Truly excellent treatment of Web services

This is by far the best book on Web services I have read! There are so many good things going for it. Let's start with the authoring team. I did some research on the Web: three members of the W3C Working Group on XML Protocol (next-generation SOAP), two co-authors of the UDDI specifications, two architects of the next-generation Apache Web services engine (Axis). These people know what they are talking about from both a theoretical and practical standpoint. The book addresses all levels of the Web services technology stack with amazing focus and depth. This book does not just regurgitate the specifications--it goes well beyond them to cover adjacent domains that are relevant. With the knowledge that I have gained from reading this book I feel I am in a much better position to analyze my web services needs, design a service architecture and implement the services necessary to bring it to life. Most importantly, I feel like I have learned how to evaluate the inevitable trade-offs I'll have to make doing real-world development. There are so many examples of this... Chapter 3 does an excellent job of comparing and contrasting RPC-oriented Web services with document (messaging) oriented Web services. This is the kind of out-of-the-ordinary material that imparts truly valuable knowledge on the reader, stuff you will not find while reading the bare specs or one of the quickly hacked together books on Web services. Chapter 5 talks a lot about security, an otherwise missing topic in the Web services space, and about enterprise-quality Web services. I learned some things about configuring application server security that I had missed after two years of J2EE development. In short, this book is a must-read for both beginning and experienced Web services developers and anyone interested in better understanding the space. If you're a pro, you will learn a lot from the realistic examples and the authors' real-world experience. If you're a beginner, do not despair. Chapter 1 makes the drive towards Web services easy to understand by exposing the technology and market forces behind the rapid change the industry is going through. Chapter 2 is the best, simplest, most focused introduction to data-oriented uses of XML I have ever seen. After these two, you'll be all set for tackling the rest of the book. As for me, I'll go study the example code now...
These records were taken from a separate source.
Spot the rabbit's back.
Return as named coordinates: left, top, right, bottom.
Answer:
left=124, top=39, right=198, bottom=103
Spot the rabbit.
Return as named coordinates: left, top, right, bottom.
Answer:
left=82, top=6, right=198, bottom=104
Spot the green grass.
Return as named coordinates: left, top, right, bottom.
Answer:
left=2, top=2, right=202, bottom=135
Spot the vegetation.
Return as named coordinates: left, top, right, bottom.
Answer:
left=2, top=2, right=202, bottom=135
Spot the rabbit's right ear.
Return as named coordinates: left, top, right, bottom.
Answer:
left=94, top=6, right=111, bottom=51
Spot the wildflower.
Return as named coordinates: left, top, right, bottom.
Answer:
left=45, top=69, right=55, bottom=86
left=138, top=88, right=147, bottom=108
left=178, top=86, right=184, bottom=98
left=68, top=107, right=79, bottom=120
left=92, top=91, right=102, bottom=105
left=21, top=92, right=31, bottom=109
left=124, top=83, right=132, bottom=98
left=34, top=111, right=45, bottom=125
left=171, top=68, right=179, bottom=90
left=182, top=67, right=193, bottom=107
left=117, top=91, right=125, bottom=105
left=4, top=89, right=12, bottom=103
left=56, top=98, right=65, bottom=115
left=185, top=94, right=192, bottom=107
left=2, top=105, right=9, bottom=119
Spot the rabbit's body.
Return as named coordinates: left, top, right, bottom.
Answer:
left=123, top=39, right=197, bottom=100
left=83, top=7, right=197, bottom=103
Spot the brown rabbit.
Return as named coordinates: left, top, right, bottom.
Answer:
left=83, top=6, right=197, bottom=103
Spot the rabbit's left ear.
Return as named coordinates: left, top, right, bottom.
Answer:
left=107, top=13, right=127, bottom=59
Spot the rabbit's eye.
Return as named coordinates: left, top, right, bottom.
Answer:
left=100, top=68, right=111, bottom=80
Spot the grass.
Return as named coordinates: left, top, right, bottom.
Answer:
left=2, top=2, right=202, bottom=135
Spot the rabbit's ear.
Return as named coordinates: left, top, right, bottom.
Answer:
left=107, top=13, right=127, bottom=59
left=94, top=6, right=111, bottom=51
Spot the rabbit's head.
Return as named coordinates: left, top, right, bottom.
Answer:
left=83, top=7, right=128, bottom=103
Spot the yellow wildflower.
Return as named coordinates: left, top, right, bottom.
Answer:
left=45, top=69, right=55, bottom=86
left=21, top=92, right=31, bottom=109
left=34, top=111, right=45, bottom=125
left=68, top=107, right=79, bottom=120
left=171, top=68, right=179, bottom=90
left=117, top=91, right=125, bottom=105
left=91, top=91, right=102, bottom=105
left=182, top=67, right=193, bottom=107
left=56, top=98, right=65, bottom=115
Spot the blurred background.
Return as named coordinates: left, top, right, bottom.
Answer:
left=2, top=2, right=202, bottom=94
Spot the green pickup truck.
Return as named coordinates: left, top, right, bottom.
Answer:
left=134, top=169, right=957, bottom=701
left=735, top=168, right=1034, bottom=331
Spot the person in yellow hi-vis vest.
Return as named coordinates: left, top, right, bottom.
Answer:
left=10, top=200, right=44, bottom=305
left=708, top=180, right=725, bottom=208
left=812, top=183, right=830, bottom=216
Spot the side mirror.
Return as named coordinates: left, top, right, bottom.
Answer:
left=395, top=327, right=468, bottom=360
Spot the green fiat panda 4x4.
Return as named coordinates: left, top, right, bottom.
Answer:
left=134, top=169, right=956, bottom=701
Excellent coverage of Web Services Topics

I've been thoroughly impressed with this book. It throws a wide net over most of the current web services standards and technologies, and gives you at least an understanding of where they all fit, while still providing you with enough depth on the crucial ones (SOAP (with Axis), UDDI, etc.) so that you can get started with real projects.I particularly liked the way in which the authors have created an all-in-one reference book on the most important web services technologies. For instance, I've never been able to read SOAP messages without having a reference on XML namespaces and XML schemas handy -- no more -- it's all here in this book.The coverage of the new Apache Axis project is especially good; not only does it explain the advantages of the new architecture for handling SOAP headers, but it gives code examples for making use of these new features. This is to be expected, since many of the authors of this book are major contributors to the Axis project.I also found the chapters on Web Services security and UDDI to be helpful and enlightening. While all of the chapters in the book don't live up to the promise of these excellent chapters, it's still overall an great introduction to this new set of technologies.And by the way, the guy that gave the book 1 star because it has "no source code downloadable" should have first tried going to www.samspublishing.com and done a search on the author's names -- the page for the book CLEARLY has a section for "downloads" where you can get the source code.